Alexander Voorman, 34, believes that gun owners bear the greatest responsibility in this debate.

"I may personally like guns," he says, "but I also believe that everyone has the right to live safely and freely without one, and that those people are in no way culpable for the epidemic of gun violence in this country."

Photo courtesy of Alexander Voorman.

Voorman was raised in a strictly no-gun household, but says he was fascinated early on by guns and currently visits the shooting range as a hobby.  

South Carolinian Bill Ware, 59, owns a slew of firearms as a hobby as well: .20- and .12-gauge shotguns, rifles, several pistols, and an assortment of reproduction black powder guns.

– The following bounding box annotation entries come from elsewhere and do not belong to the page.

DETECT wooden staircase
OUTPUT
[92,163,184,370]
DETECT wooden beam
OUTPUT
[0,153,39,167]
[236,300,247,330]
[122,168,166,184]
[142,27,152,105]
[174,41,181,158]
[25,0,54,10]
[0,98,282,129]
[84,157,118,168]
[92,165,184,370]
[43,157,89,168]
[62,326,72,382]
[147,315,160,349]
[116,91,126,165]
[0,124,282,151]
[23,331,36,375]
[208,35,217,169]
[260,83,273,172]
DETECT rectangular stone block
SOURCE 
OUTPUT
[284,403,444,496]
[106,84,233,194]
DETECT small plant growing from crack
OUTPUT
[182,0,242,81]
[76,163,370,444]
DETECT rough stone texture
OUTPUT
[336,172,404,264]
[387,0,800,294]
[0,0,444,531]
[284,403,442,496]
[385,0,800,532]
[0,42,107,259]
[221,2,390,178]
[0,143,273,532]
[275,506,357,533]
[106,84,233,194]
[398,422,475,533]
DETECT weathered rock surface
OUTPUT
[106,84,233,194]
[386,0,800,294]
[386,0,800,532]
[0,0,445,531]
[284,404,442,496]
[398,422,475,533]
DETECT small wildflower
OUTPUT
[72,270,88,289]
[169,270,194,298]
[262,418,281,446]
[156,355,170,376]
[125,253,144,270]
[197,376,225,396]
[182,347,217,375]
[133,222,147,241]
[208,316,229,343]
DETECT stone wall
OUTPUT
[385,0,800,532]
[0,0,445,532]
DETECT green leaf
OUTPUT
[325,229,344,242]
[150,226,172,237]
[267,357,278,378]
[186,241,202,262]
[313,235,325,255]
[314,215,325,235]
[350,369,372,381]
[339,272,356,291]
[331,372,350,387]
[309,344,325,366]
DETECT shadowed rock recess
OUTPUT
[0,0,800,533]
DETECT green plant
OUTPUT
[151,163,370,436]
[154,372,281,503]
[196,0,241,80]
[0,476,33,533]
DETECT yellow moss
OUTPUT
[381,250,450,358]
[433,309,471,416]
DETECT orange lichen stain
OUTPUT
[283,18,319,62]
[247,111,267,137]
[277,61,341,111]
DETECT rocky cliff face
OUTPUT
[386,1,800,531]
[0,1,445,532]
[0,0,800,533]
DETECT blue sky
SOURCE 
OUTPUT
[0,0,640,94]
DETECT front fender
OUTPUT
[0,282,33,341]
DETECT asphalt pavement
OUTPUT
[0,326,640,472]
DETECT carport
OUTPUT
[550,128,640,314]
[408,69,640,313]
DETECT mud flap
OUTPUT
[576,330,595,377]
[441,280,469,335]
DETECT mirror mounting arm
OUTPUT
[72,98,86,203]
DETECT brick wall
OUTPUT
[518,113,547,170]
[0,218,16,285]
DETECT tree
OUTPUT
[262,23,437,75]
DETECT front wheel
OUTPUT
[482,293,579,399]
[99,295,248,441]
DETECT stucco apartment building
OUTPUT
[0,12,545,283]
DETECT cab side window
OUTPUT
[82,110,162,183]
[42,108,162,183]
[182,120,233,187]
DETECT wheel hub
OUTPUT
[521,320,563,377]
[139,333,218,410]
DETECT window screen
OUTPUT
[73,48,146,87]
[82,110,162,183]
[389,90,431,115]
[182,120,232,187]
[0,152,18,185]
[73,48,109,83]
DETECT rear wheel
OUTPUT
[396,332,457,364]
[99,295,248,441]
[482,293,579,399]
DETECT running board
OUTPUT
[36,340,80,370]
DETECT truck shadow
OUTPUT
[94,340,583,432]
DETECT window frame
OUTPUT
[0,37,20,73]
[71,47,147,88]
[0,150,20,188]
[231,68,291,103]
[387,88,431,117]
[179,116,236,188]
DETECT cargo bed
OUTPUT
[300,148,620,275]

Like Voorman, he's questioned the validity of ownership and his role in the debate while people are dying in mass shooting after mass shooting, especially those involving assault-style weapons. "I was having a crisis of conscience of sorts," Ware notes.

He, Voorman, and Dannison believe that gun owners must overcome the radical voices that have long dominated this conversation.

"The continued silence of much of the gun-owning populace in the face of shooting after shooting casts us in a horrifyingly bad light," Voorman says. "It makes us look callous and uncaring at best; complicit at worst."

It's not easy to advocate for limiting freedoms from within the gun community. Many believe any change would be a slippery slope to sweeping bans on all firearms or even the creation of a database of gun owners.

From Voorman's perspective, though, gun owners' resistance to regulation seems steeped in paranoia. He says they fear that overregulation due to the "ill-defined, just-in-case" scenario in which they might need a gun.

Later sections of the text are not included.